Je précise d’emblée que ce mail est destiné à Bertrude et Arnolphe; les autres lecteurs éventuels peuvent retourner à leur apéritif estival et seront bien urbains d’excuser mon intrusion dans leur barbecue, mais c’est comme ça: je n’ai JAMAIS réussi à envoyer un mail à Bertrude cette année, sauf en réponse à l’un des siens, et c’est pas faute d’essayer et de solliciter les professionnels. Du coup j’écris à toute l’Académie. Bref, de toute façon, vous avez déjà décroché, très bien, j’entre dans le vif du sujet.

 

La visite à l’entreprise « Cacabourrin » a été compliquée MAIS RÉALISÉE cet après-midi, grâce à l’intervention d’un personnage qu’on ne voit pas souvent mais qui nous rend bien des services: le hasard. En effet, comme tu le sais, Bertrude, j’ai tenté à d’innombrables reprises de joindre la tutrice de Clotilde par téléphone, et ce matin encore.
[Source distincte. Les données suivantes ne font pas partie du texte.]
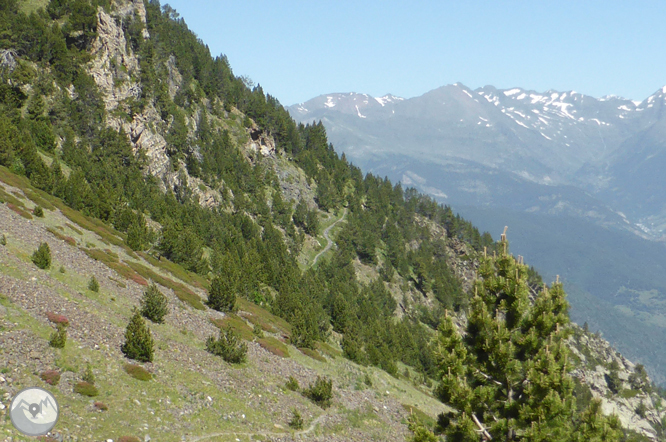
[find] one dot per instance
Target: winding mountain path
(330, 241)
(307, 431)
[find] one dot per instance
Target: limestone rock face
(112, 66)
(599, 362)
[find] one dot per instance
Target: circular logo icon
(34, 411)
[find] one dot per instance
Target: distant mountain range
(580, 181)
(552, 152)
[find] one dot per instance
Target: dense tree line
(252, 247)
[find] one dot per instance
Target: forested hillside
(118, 111)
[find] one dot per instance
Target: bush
(88, 375)
(154, 305)
(320, 392)
(93, 284)
(138, 340)
(613, 381)
(292, 384)
(51, 377)
(138, 372)
(57, 319)
(86, 389)
(59, 336)
(222, 295)
(229, 346)
(42, 256)
(296, 421)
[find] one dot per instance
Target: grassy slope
(177, 401)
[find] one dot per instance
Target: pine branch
(482, 429)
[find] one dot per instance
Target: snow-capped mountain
(488, 146)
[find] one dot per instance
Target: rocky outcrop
(113, 66)
(622, 386)
(8, 59)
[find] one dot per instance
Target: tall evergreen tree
(508, 374)
(222, 294)
(138, 339)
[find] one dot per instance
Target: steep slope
(136, 156)
(548, 164)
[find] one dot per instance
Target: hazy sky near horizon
(297, 50)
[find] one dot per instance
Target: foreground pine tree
(508, 374)
(222, 294)
(154, 305)
(138, 340)
(42, 256)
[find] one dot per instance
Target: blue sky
(297, 50)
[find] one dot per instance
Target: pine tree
(138, 340)
(229, 346)
(59, 337)
(93, 284)
(154, 305)
(222, 293)
(42, 256)
(508, 377)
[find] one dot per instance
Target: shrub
(613, 381)
(296, 421)
(320, 392)
(93, 284)
(292, 384)
(137, 372)
(57, 319)
(42, 256)
(51, 377)
(59, 336)
(154, 305)
(88, 375)
(229, 346)
(222, 295)
(86, 389)
(138, 340)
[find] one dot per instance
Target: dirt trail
(330, 241)
(305, 432)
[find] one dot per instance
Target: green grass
(176, 270)
(29, 6)
(314, 354)
(237, 324)
(137, 372)
(274, 346)
(68, 239)
(25, 214)
(110, 261)
(86, 389)
(182, 292)
(259, 315)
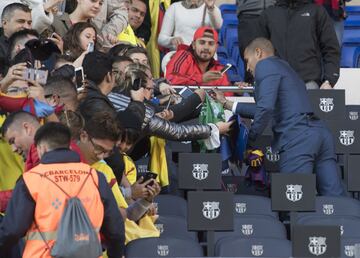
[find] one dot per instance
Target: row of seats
(256, 227)
(229, 46)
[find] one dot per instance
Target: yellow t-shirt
(146, 227)
(11, 164)
(130, 169)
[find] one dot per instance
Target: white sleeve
(233, 109)
(215, 17)
(213, 141)
(168, 27)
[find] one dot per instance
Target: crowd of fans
(93, 67)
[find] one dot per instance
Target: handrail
(220, 88)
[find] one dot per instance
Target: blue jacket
(20, 211)
(281, 97)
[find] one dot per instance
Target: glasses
(98, 150)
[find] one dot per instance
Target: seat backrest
(167, 247)
(349, 225)
(348, 246)
(174, 226)
(334, 206)
(254, 226)
(171, 205)
(253, 247)
(252, 204)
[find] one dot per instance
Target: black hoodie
(303, 35)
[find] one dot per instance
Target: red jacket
(183, 69)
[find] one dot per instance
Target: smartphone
(90, 47)
(37, 75)
(79, 77)
(185, 92)
(227, 67)
(149, 175)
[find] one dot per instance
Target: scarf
(189, 5)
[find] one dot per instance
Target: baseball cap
(210, 33)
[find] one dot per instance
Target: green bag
(211, 112)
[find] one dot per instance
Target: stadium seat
(253, 205)
(254, 227)
(333, 206)
(174, 226)
(253, 247)
(169, 247)
(353, 10)
(171, 205)
(349, 226)
(348, 247)
(228, 8)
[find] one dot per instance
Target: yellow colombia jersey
(130, 169)
(11, 164)
(145, 227)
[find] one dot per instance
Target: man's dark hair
(11, 8)
(119, 59)
(19, 36)
(119, 49)
(96, 66)
(61, 86)
(16, 117)
(54, 135)
(261, 43)
(102, 125)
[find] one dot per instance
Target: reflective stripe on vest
(51, 235)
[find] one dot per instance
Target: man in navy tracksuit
(303, 141)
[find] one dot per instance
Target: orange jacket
(50, 201)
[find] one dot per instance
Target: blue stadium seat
(171, 205)
(254, 227)
(253, 247)
(174, 226)
(253, 205)
(356, 57)
(228, 8)
(353, 10)
(348, 247)
(328, 206)
(349, 226)
(169, 247)
(222, 52)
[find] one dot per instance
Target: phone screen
(185, 92)
(227, 67)
(79, 76)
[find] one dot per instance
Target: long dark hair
(72, 46)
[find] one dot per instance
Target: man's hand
(326, 86)
(201, 93)
(224, 127)
(242, 84)
(219, 96)
(14, 73)
(139, 190)
(51, 5)
(36, 91)
(138, 95)
(166, 89)
(153, 190)
(175, 41)
(211, 76)
(166, 114)
(210, 4)
(57, 41)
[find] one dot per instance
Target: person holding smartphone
(195, 65)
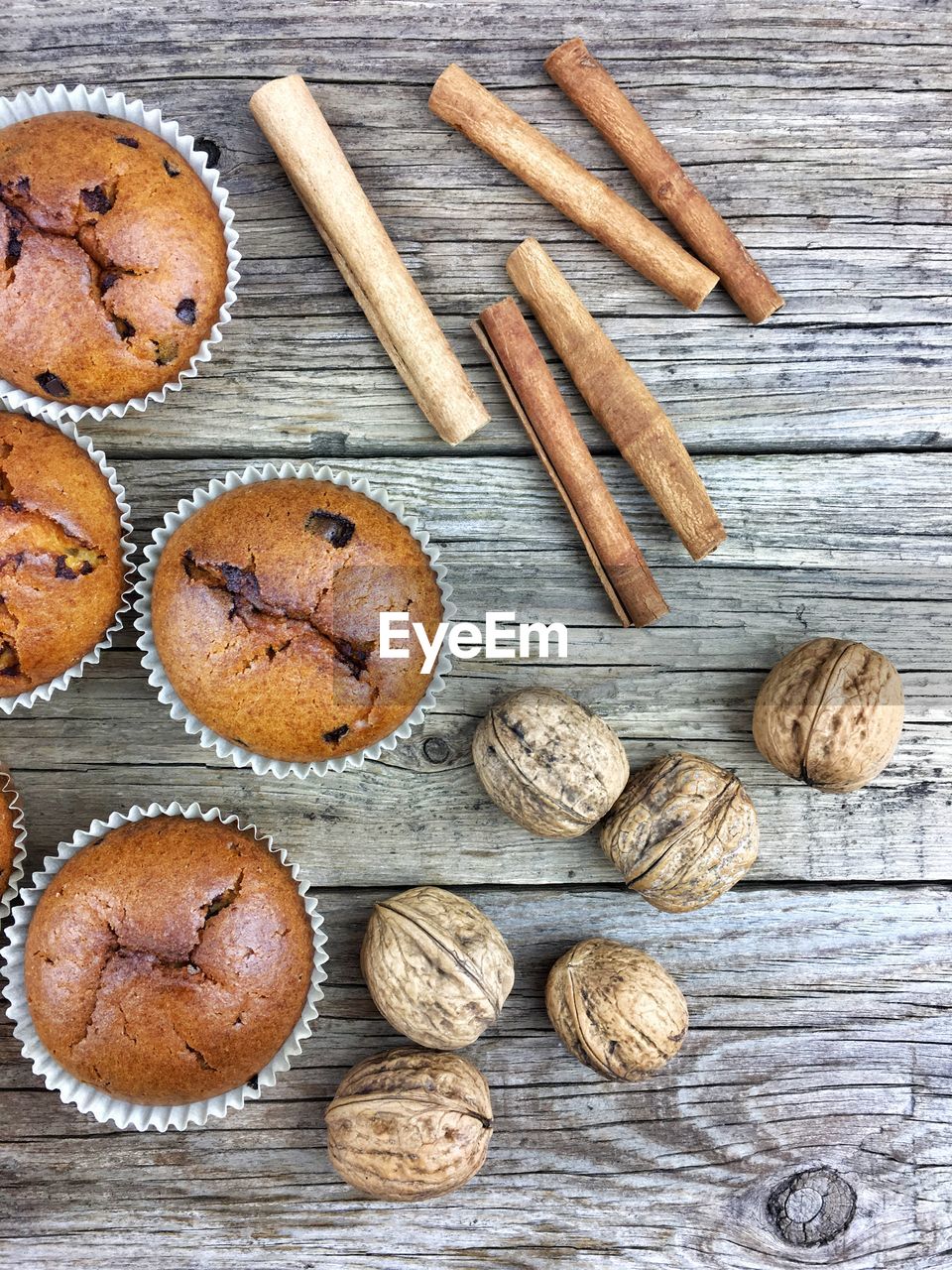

Comme à chaque fois, je suis tombée sur une voix synthétique qui m’indiquait que « désolée, mais votre correspondant n° 12345646 n’est pas joignable, veuillez rappeler ultérieurement ». J’ai pensé « tant pis, je vais prendre les devants et me présenter à la porte de l’écurie avec mes feuillets ». Sauf que la porte de l’écurie, sans l’intervention du personnage cité ci-dessus, je la chercherais encore. Le hasard s’est présenté sous les traits d’une jeune fille à vélo, avec un pantalon d’équitation. Comme je suis perspicace, j’ai reconnu Clotilde, qui se rendait vraisemblablement à son lieu de stage, et j’ai klaxonné comme une dératée pour qu’elle me remarque. Non, ça, c’est exagéré; mettons plutôt que j’ai baissé ma vitre en passant à sa hauteur et que je l’ai saluée poliment. Elle m’a suggéré de la suivre puisque, je la cite « c’est compliqué de trouver l’entrée ». Merci le hasard et cinq lettres au GPS, pas foutu de renseigner correctement le pèlerin.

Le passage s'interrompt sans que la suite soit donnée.